Whether you’re expecting a baby, new to town or unhappy with your previous provider, finding a pediatrician for your child is likely one of the items high on your to-do list. Having a pediatrician you see regularly not only helps you track your child’s developmental milestones, it’s essential to be established with a practice so that you have a provider familiar with your child’s history when health concerns arise.  

 With so many pediatric options available, beginning the search can be daunting. There are medical doctors, osteopathic doctors and nurse practitioners; pediatric-specific practices and family practices; providers focusing on traditional healthcare and those with more holistic approaches. As you begin to sift through your options, here are some questions to consider.  

 Are They Recommended? 

Asking pediatrician recommendations from friends or family members who share your health values is a great way to focus your search. With a few names in hand, you can do further research to see if any of the recommendations are a good fit for your family. First, check out the provider’s website for basic information and then schedule a consultation interview for a more intimate look at the practice, keeping in mind that even a provider who comes highly recommended by someone you trust doesn’t necessarily make them the right one for your family. 

 Where are They Located? 

Think through the times of day you’re likely to be visiting the pediatrician and where you’ll be during that time, whether that’s work, home, or your child’s school or daycare facility. When your child is sick, you want access to be easy.  

 Do They Meet Basic Requirements? 

Before diving into any further research, make sure that the provider you’re considering meets basic standards of care. There are several things Dr. Gregory L. Smith, MD, of Southpointe Pediatrics recommends you look into. Do they accept your insurance? What are the provider’s qualifications—are they a doctor, nurse practitioner or a physician’s assistant—and will you see the same person every time? 

“Also choose a pediatrician who goes to the hospital you plan to utilize for delivery or anything else afterwards,” Smith recommends. “You don’t want someone who would be unable to care for your child in a hospital-based setting.” 

What’s Their Communication Style? 

Learning about how both the office and the doctor will communicate with you will give you a sense of the office culture. Are the receptionists friendly and do they provide clear information? If you have a medical question, are you able to talk directly to a doctor or nurse? How are after-hours concerns handled? Does the office use a portal system for communicating appointments, billing and test results, and if not, how do they share that information? While these things might not necessarily be deal breakers, it’s good to know what to expect communication-wise and if it fits your preferences. “To have a good patient/physician relationship you have to have good trust,” Smith says. “If you walk out not feeling right, it’s probably not the right fit.” 

 What Is the Office Like? 

During a consultation, get a sense of how the office itself feels. “You want comfort with the location, facility and people caring for your child, especially since you will be there often,” Smith says.

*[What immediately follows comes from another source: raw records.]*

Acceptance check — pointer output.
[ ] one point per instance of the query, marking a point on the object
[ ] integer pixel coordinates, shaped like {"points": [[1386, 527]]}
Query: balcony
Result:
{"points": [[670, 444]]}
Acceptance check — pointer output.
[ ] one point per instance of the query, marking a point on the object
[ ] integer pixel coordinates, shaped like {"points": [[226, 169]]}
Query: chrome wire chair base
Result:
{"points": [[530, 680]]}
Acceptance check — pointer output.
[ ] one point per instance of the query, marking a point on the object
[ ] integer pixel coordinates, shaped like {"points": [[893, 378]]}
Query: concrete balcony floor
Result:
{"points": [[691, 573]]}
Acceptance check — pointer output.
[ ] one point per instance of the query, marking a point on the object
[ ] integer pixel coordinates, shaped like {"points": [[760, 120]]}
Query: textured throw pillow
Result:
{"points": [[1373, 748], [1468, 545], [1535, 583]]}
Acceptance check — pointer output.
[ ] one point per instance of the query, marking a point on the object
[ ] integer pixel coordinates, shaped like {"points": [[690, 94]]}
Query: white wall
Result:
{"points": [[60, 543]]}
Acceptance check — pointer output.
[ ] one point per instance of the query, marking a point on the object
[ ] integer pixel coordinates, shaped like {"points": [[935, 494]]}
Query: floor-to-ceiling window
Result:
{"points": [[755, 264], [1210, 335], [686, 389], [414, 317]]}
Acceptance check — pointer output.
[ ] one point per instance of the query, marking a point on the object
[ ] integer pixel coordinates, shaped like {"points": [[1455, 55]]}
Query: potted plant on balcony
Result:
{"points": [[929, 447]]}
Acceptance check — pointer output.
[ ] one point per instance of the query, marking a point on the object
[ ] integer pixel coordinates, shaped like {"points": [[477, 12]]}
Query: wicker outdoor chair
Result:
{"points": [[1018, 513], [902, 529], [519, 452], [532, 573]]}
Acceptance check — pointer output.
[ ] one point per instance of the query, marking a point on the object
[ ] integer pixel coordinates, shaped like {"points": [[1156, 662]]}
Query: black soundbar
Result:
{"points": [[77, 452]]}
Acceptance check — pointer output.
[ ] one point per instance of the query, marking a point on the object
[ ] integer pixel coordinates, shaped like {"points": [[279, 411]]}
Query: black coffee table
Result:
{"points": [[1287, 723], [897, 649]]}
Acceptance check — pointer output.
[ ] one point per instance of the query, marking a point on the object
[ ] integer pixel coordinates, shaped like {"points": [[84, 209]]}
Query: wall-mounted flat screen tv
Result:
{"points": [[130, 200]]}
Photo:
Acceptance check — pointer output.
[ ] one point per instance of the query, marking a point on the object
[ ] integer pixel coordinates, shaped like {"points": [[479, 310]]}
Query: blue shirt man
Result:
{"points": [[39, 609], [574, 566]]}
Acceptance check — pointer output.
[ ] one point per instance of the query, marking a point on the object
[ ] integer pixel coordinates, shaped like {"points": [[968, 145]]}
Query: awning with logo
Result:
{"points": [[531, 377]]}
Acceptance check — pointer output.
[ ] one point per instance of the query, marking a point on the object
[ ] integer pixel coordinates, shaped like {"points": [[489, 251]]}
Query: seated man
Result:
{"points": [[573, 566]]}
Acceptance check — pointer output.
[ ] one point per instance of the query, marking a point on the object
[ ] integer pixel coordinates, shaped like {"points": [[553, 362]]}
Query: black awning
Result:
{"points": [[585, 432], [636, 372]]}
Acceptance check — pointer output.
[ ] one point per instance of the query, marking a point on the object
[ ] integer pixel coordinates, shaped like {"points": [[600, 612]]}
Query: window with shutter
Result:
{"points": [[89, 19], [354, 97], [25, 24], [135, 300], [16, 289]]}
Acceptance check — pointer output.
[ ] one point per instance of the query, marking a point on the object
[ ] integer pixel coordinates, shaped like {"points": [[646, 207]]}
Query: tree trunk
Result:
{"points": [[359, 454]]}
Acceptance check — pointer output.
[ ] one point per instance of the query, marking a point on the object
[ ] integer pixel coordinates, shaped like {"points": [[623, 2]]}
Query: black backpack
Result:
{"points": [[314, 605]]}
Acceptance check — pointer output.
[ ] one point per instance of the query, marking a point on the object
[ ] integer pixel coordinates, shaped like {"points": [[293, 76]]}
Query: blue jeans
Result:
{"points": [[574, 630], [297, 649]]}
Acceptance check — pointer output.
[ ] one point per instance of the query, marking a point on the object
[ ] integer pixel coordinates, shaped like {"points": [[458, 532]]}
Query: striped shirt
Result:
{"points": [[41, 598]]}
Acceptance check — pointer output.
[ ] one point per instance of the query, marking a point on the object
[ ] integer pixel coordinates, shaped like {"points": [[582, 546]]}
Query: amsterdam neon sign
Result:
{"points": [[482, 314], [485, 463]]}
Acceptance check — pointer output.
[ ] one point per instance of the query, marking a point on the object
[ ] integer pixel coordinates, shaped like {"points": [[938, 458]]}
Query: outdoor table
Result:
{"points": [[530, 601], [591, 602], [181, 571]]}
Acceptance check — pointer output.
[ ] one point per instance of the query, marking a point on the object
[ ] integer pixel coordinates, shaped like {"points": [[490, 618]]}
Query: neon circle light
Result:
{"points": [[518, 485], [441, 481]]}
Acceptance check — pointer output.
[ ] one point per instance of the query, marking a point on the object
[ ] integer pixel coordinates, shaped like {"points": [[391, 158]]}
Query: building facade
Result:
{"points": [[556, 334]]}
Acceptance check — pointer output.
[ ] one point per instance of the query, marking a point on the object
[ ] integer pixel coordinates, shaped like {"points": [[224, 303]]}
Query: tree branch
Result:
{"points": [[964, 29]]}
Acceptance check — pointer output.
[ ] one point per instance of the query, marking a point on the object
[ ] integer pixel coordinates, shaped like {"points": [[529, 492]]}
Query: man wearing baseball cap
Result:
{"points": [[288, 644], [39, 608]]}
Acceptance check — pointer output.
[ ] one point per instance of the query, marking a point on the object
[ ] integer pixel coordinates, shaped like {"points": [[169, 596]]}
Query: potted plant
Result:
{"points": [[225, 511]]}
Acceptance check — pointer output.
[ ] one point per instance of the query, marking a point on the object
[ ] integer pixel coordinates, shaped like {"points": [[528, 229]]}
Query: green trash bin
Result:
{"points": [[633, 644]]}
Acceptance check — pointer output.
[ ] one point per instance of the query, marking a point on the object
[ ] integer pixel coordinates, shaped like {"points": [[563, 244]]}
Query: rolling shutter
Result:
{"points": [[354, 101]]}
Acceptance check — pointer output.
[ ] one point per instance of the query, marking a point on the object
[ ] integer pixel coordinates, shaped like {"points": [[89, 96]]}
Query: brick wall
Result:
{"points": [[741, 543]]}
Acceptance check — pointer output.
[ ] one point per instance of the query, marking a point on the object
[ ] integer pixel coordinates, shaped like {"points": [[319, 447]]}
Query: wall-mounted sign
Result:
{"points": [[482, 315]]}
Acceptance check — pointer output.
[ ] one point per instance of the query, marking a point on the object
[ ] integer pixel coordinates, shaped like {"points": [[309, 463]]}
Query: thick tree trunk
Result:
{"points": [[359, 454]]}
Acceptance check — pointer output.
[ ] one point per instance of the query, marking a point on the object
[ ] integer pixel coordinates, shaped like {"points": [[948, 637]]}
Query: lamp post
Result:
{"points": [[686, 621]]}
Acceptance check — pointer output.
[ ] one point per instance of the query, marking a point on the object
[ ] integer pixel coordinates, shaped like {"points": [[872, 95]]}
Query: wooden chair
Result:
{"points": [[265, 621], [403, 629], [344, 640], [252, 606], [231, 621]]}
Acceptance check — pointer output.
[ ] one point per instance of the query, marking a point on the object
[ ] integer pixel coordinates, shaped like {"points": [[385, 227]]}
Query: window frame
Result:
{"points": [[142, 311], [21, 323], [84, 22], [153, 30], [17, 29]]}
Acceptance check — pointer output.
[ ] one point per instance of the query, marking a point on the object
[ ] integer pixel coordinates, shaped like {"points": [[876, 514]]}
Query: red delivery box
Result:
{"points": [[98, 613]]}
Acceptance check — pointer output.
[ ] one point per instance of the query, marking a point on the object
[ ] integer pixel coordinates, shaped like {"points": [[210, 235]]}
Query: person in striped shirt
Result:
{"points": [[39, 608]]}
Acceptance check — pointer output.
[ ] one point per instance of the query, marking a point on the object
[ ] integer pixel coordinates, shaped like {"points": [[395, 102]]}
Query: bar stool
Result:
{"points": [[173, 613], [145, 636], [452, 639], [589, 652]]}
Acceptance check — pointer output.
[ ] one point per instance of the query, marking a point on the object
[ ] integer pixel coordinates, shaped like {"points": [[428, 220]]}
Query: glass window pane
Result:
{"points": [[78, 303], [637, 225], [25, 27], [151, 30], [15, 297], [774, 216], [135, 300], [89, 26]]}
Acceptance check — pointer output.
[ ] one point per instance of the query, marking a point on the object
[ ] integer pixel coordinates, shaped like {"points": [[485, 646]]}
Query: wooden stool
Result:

Take notice if sick children are separated from wellness visits in the waiting area, and whether you find it an inviting atmosphere. Ultimately, you want a place where you and your children feel welcome and at ease.  

Do They Share Your Healthcare Values? 

Scanning the practice’s website and meeting for a consultation can give you an idea if the doctor aligns with your healthcare values. Smith recommends asking them about their views on things like vaccinations, how they treat common child illnesses, and how frequently they want to see children for wellness visits. You may also ask about their views on breastfeeding, circumcision, medication use, and alternative or integrative medicine approaches, as well as if they have knowledge on any special medical concerns that affect your child. Overall, get a sense of if they listen to your questions and concerns and if you feel comfortable at the office. If anything doesn’t feel right, question it further. 

 It may take some time to find a pediatrician that is the right fit for your family, and that’s OK. Keep the conversation open with your pediatrician by asking good questions, voicing any concerns you have as they arise, and advocating for your child at all times. Remember, if you are unhappy with your provider for any reason, you’re not stuck with them forever. However, ultimately, you hope you can find a provider who will care for your children from the time they’re a baby until they head off to college.